Le monarque, dans le même pavillon
que sa mère, grimpe à l’étage vers les appartements de sa femme :
— Trop heureux le mortel qui
peut cacher sa vie ! Le trône est souvent chargé d’infortunes !
Il s’enfle en gros jurons très peu
chrétiens alors que, des fenêtres de l’escalier, on peut entendre gueuler parmi
la fétidité des égouts à ciel ouvert de la cité :
— Au feu et à l’eau ! Il
faudrait jeter toute la Cour à la rivière !
— À sac, le Louvre ! À
sac ! Qu’il soit embrasé et, jusqu’aux fondations, rasé !
Ressentant de vives douleurs partout
à travers le corps, Charly 9 est observé, lorsqu’il passe devant les
ouvertures du bâtiment, par son frère Anjou situé de l’autre côté de la cour
carrée et qui plante, en son salon, des aiguilles dans une poupée de cire à
l’image de Sa Majesté.
— Aïe !
Arrivant, tordu d’afflictions,
devant la porte de l’antichambre d’Élisabeth d’Autriche, il découvre la
comtesse d’Arenberg qui en sort :
— Bonsoir, Sire.
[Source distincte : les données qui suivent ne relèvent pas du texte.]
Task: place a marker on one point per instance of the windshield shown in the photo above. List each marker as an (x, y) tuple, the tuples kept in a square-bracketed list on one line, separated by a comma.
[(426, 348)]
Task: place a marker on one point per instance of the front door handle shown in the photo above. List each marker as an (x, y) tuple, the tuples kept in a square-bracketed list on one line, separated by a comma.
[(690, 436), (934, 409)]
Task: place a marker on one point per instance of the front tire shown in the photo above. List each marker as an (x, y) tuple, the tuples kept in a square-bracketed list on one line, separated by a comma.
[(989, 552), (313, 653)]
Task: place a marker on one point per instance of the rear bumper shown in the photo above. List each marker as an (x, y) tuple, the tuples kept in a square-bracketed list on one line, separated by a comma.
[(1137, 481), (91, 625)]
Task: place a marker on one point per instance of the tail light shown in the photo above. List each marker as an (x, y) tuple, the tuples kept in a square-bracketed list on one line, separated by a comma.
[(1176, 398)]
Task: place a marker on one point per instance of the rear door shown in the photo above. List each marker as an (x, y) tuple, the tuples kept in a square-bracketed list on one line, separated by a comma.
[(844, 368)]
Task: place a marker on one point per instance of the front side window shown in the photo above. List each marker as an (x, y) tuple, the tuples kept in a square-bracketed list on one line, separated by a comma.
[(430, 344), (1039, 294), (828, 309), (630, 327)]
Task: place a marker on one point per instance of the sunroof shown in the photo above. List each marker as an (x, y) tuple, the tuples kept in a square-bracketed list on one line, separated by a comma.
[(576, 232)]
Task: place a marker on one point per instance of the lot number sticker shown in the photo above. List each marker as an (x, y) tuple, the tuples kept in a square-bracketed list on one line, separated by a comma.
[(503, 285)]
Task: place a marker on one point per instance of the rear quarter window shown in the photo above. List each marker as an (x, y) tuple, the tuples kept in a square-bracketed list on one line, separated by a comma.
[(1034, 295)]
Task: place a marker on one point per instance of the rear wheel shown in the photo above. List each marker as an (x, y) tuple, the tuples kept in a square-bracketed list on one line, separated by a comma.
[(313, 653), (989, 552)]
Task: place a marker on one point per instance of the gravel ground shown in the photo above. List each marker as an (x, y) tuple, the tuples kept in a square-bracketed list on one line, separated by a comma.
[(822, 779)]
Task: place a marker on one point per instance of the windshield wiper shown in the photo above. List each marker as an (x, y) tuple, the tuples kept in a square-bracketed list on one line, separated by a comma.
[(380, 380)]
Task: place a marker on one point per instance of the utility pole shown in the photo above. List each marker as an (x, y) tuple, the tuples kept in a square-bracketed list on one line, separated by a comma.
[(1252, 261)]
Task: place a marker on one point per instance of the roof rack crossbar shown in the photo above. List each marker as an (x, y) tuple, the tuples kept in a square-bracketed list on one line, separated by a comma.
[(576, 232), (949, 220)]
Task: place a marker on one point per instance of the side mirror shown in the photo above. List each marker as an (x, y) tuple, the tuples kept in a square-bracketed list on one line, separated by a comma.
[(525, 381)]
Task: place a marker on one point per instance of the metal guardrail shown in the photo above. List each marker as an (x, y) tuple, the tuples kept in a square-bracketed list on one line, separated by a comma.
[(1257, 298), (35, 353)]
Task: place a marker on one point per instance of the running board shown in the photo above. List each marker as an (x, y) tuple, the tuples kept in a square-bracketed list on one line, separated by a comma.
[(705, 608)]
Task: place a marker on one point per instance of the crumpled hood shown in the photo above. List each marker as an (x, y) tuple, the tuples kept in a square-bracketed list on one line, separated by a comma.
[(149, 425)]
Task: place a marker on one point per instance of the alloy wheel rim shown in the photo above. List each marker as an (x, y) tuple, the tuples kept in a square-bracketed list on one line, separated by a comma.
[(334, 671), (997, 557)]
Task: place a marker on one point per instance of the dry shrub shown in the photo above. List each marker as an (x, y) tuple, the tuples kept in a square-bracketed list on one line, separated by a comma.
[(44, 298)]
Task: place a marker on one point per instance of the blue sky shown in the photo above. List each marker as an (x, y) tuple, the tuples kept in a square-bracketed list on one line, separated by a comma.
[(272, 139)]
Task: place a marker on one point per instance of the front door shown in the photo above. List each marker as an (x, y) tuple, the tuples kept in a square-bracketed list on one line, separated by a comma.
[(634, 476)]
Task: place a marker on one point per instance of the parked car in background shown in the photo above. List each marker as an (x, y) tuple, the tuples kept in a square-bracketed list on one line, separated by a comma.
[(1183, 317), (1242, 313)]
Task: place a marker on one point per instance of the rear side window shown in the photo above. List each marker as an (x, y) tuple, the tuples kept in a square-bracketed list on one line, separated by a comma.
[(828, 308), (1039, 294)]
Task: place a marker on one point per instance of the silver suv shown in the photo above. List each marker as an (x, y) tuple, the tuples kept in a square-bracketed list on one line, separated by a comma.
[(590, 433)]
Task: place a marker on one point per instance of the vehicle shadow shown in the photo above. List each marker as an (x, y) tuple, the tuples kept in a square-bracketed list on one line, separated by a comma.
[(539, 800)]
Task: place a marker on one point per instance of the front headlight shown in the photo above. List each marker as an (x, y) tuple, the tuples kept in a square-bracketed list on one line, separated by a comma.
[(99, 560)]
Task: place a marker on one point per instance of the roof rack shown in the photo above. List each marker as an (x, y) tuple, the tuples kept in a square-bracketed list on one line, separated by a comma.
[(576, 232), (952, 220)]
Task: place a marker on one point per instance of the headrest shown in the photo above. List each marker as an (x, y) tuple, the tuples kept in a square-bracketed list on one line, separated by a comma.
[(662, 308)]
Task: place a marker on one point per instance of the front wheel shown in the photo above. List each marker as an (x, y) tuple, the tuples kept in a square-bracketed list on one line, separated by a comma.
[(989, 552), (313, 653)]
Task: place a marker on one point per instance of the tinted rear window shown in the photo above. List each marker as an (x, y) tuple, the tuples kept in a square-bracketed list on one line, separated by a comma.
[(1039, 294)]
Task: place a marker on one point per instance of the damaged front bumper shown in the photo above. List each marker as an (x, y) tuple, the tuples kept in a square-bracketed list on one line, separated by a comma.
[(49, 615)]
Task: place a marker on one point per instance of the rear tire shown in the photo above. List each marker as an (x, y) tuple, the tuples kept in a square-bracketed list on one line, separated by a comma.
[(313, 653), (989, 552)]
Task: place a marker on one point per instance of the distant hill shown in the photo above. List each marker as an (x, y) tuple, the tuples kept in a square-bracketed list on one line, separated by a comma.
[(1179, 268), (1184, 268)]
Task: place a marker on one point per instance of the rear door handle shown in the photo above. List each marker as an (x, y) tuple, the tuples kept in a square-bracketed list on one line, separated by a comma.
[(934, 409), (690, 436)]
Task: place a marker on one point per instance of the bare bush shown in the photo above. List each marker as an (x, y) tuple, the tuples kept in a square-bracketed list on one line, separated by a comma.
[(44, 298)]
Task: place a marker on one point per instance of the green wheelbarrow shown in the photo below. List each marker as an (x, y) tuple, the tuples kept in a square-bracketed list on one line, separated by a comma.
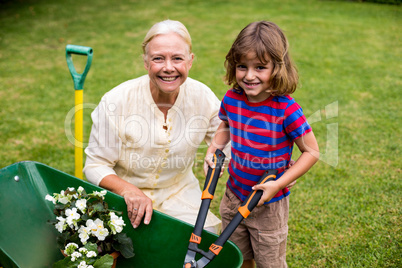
[(27, 240)]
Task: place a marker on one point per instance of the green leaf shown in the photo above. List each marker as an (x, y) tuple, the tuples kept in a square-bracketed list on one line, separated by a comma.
[(65, 263), (104, 262), (91, 247)]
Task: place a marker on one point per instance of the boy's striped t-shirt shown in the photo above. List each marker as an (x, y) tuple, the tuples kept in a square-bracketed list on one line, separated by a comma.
[(262, 137)]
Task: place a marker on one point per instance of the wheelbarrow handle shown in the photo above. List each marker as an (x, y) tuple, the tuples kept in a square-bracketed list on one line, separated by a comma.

Mauvaise
journée, n’est-ce pas ?…
— Ma femme a-t-elle mangé son
muguet ou bu l’eau du vase ?!
— Non.
— Où est-elle ?
— Après avoir bordé votre
petite, elle allait aussi se mettre au lit.
— Demandez-lui si elle veut
bien que je la rejoigne.
— Inutile de poser la question.
Elle en sera fort satisfaite et moi je resterai pour interpréter vos mots doux
à tous deux… déclare Arenberg qui, d’autorité dans la chambre, tourne une
chaise dos au lit et s’y assoit, prête à traduire tout ce qu’elle entendra. Si
vous pouviez seulement, Majesté, lors des ébats ne pas trop prononcer de gros
mots comme « Ah, bougresse, tiens, prends ça dans ton… » Je vous dis
ça et pourtant j’ai été mariée longtemps mais quand même… Surtout traduit en
allemand, ça sonne un peu…
La veuve comtesse s’installe et tend
l’oreille. Dans la chambre, c’est le silence. Le roi va pour dire quelque
chose. Il ouvre la bouche mais la reine pose les doigts sur ses lèvres.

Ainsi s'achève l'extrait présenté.